New Year's Resolution #2, just behind I Resolve to Be Nicer to Weak Pansies and Lazy Ne'er-do-well's, is Don't Get Worked Up Over Dumb Shit. This one takes a conscious effort on my part. I don't think there is much in this world that is trivial, and I'll need to start making that distinction as a habit.

The gym this morning...I went at about 3 am, so it was blessedly empty. Nearly. A handful of Infantry types lifted weights, which provides those of us on the treadmills some much-appreciated eye candy. One in particular today had me cranking up the speed--bald and bulgy, looked to be about my age, one of those rare men who looks unbelievably sexy with the head shaved. He knew it, though, evidenced by slightly raised eyebrows, that little muscle-man strut with the arms carried out to the sides slightly more than is natural. Hence, Not My Type, not by a long shot. I overheard one of these overly confident bulgers make the comment during Officer Candidate School that he could have any woman he wanted. I laughed out loud.

I love watching the Alpha Male dynamic from my little perch on the treadmill, right next to the wall with all the posted admonishing signs: Fitness is the Essence of Survival. Get tough or die. Pain is weakness leaving the body. I guess we're supposed to look up mid-workout, feel chastised by the signs, and up the intensity.

I'm off to be a girl for four days. The plane leaves in exactly 3.5 hours. I likely won't post until next Wednesday, when I'm sure I'll be full of stories of big fish (caught and eaten), manicured hands and feet, and far too much rich food. That's why they call it R&R, jack.
Busy day. I bought a cheapie digital camera to take to way I'm going deep-sea fishing without a camera. Felt guilty for buying it for about 2.5 minutes--I already have one at home, much higher quality, but I didn't bring it because I'd need my computer to bring with it, and both things were too expensive. I figured I shouldn't bring anything here I could stand to lose or have filled with sand and dirt. I think it was a wise call. This one will serve my purposes here just fine.

America's Team lost Trivia Night! We relenquished our heavyweight title!! Major C had some wild questions, I don't know where he gets this stuff...but we had to contend one of the music snippet answers. He credited "The Devil Went Down to Georgia" to the Steve Miller Band...uh, that was Charlie Daniels, don't argue with a Southern lady about country music!

Truth be told, I don't know jimmywop about country music, but I know that song because when it came out in the fifth grade, we all rocked hard to it. If it ain't Patsy Cline or Johnny Cash, though, I probably don't know it. Wait, are Emmylou Harris and Lucinda Williams considered country?

And today Major C is sick, bedridden even. Sick men make me want to take care of them...maybe the redheaded Intel lady should bring the poor boy some chicken soup. But I don't have any chicken soup...wonder if chocolate has the same effect?

I did get confirmation today that I'm headed home in early February. My big concern now, is that I'm dreadfully out of shape...I train, but not to the level I do at home. Just not as motivated here. I'm not too concerned, though, I'll get it back in short order at home. I don't think I'm so bad off I'll fall out of the battalion's 9-minute-mile runs, but it will NOT be comfortable. I've got my work cut out for me, and a little time to get a head start on it here.

BUT NOT UNTIL NEXT WEDNESDAY! Qatar tomorrow! When I get back, I'll only have about three weeks left until I'm back in the Land of the Living.

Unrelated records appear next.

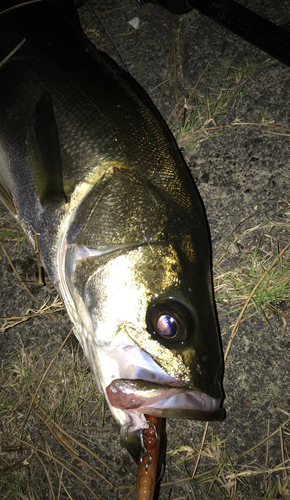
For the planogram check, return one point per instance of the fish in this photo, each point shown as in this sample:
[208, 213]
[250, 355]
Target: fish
[91, 171]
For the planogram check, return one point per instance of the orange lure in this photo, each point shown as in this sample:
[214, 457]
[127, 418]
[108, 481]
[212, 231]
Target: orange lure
[148, 459]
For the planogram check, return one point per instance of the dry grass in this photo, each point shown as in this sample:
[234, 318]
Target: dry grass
[249, 278]
[65, 401]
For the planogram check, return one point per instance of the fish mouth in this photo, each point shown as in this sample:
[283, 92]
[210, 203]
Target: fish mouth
[162, 400]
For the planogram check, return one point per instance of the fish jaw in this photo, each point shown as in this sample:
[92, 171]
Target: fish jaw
[136, 398]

Thursday, January 01, 2004

What the hell is this? This site keeps posting everything I write twice, even after I go back and delete one of the copies. Many apologies, know that I am aware of the issue but unable to adjust fire.

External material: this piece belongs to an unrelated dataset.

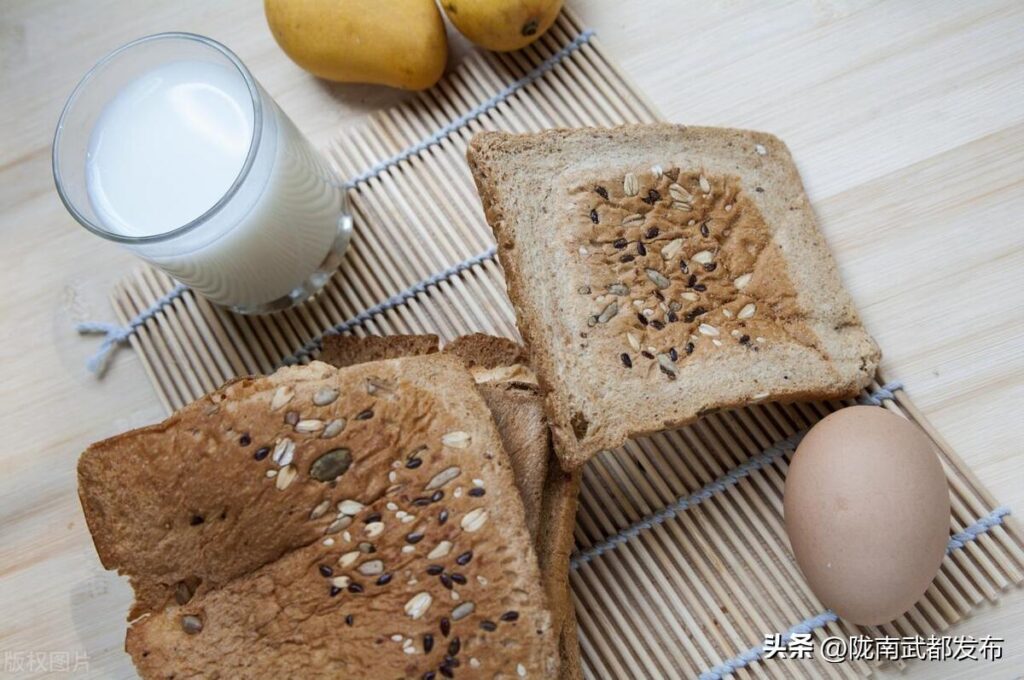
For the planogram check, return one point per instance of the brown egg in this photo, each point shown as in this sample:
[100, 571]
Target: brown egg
[867, 513]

I just had an intense craving to wear my own goddamn clothes for awhile...oh, wait, I get to go to Qatar in two days. And shopping is part of the deal. I get to be a girl for four whole days. I think I'm growing tired of the Army life, finally. I still spend perhaps too much of my time on the job perusing the FBI's Special Agent Processing handbook. I have visions of myself as Agent Scully, only a bit more of a kick-the-door-in-and-throw-your-ass-to-the-floor gal rather than a chasing-aliens gal. Could be great therapy.